People that like Dark Souls are weird like that.
It's a kind of unspoken Stockholm syndrome, one borne out of immense, self-inflicted abuse over many, many hours. If you’ve beaten Dark Souls and Demon’s Souls you know in your gut the vast gulf of difference between the statements, “This is trying to be like Dark Souls,” “This is like Dark Souls,” and “This is Dark Souls.” They are fundamentally different statements.
I played Dark Souls II in a Namco Bandai press-only meeting room with a handful of other people. It was a small demo — an E3 build that included two portions of the game (the castle interior shown off in the IGN gameplay reveal and the Mirror Knight boss shown in the E3 trailer). Yes, some of the mechanics of the game have changed — dual-wielding is a priority, multiplayer supports up to four people and class customization has been revamped. But to me, what I got out of this tiny, back room demo wasn’t the sense of what changed or had been added, but rather the sense of what was familiar.

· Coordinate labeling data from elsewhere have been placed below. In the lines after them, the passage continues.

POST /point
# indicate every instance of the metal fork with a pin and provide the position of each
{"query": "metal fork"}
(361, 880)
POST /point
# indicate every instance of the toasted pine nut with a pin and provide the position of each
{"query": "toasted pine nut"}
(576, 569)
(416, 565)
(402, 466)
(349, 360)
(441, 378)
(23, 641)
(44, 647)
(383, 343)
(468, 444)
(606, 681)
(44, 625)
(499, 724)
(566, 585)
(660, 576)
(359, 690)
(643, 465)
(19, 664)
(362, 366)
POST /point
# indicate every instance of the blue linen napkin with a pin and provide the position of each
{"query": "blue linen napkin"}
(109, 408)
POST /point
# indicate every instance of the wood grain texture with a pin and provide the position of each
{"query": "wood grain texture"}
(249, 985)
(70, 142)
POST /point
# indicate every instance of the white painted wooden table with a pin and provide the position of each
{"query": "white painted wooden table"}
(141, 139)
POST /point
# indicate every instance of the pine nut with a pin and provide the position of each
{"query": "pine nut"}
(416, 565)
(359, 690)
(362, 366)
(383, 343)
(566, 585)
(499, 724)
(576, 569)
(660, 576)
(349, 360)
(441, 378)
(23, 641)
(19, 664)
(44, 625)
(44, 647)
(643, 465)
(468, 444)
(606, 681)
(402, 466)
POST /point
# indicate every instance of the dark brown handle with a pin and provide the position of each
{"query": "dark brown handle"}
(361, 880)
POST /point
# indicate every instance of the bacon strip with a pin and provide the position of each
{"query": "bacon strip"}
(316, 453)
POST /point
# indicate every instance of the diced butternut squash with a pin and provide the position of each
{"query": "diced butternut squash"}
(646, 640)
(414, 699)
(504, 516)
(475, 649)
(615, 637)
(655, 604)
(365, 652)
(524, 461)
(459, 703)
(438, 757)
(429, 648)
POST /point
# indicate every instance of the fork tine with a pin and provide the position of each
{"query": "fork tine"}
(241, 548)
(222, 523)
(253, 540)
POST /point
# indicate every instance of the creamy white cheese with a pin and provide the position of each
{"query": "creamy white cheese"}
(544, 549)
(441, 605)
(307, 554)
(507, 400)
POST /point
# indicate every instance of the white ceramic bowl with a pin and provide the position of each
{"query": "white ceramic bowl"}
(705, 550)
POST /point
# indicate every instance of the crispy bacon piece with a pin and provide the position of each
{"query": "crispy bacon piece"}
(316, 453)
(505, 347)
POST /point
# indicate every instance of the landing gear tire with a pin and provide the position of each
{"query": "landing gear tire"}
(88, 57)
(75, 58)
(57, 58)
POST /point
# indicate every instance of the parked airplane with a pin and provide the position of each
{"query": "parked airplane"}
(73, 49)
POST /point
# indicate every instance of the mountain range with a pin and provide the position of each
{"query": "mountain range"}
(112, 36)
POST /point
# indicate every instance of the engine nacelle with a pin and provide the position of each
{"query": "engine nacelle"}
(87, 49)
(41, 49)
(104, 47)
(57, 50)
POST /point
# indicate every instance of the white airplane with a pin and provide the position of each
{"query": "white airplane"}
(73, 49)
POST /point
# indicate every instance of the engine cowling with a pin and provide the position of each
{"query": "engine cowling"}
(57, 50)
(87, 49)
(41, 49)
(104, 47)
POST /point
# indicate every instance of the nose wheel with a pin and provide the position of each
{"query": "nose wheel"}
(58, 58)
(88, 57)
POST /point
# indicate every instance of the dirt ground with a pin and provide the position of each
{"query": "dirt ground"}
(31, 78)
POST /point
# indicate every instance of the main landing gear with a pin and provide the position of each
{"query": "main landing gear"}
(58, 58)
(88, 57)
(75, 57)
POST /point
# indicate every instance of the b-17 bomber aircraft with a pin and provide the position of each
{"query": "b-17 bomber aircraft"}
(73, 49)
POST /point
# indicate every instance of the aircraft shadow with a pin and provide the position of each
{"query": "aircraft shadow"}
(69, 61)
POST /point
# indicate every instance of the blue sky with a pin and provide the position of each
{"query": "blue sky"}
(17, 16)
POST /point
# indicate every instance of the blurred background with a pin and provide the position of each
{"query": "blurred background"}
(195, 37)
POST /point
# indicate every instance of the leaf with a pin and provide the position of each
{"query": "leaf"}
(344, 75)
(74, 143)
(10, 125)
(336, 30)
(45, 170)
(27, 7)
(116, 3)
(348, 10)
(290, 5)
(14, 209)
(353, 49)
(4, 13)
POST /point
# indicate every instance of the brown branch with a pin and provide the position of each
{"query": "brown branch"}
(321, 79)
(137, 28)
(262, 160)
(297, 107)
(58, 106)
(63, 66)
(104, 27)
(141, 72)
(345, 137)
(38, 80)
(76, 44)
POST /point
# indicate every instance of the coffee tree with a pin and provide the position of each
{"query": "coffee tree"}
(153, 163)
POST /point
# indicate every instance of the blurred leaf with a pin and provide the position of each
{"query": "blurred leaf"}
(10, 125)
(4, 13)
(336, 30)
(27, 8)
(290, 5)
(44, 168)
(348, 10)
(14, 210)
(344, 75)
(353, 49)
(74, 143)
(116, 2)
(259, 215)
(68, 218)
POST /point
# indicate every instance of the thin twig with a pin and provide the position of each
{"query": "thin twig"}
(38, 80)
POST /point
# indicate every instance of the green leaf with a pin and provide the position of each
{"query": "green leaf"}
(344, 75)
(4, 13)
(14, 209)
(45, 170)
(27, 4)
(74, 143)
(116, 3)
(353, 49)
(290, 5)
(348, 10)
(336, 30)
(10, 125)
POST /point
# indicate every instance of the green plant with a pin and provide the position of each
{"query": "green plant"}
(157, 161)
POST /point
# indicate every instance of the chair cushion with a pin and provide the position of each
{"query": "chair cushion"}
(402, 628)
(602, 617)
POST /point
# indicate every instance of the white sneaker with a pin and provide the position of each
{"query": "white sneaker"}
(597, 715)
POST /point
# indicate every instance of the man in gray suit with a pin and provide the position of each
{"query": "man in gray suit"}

Statues come alive to ruthlessly murder you, exactly like you expect them to. Corridors are cramped and claustrophobic, just like they should be. The Mirror Knight boss battle was a monstrous fusion of the Iron Golem and the Old Monk — A lumbering gargantuan whose shield reflects magic and summons a player to come to his aid (for the sake of the demo, the enemy was AI-controlled). The game is ruthless and everything felt like it was in the right place.
Demon’s Souls and Dark Souls were ultimately games about movement — brutally unforgiving meditations on anticipating how objects and characters interacted with one another. Yes they were hard, but that difficulty was tempered by a kind of cryptic fairness and reliability. When you lost, you were not disappointed with the game, you were disappointed with yourself because you should have known by then to block, dodge or parry. When you died, it was on your own terms, and that’s such a rare sensation in this medium. Without that feeling of reliable movement, Dark Souls simply is not Dark Souls.
Whether or not Dark Souls II lives up to its predecessors obviously has yet to be decided. I cannot say that From Software won’t piss the entire franchise down their leg or that the game won’t be horribly uneven and broken. That’s simply not something you can glean from an awkward demo booked when you’re trying to bust your ass at E3. But what I can say and what I think is ultimately the most important statement, is this:
This is Dark Souls. This is Dark Souls. Thank God, this is Dark Souls.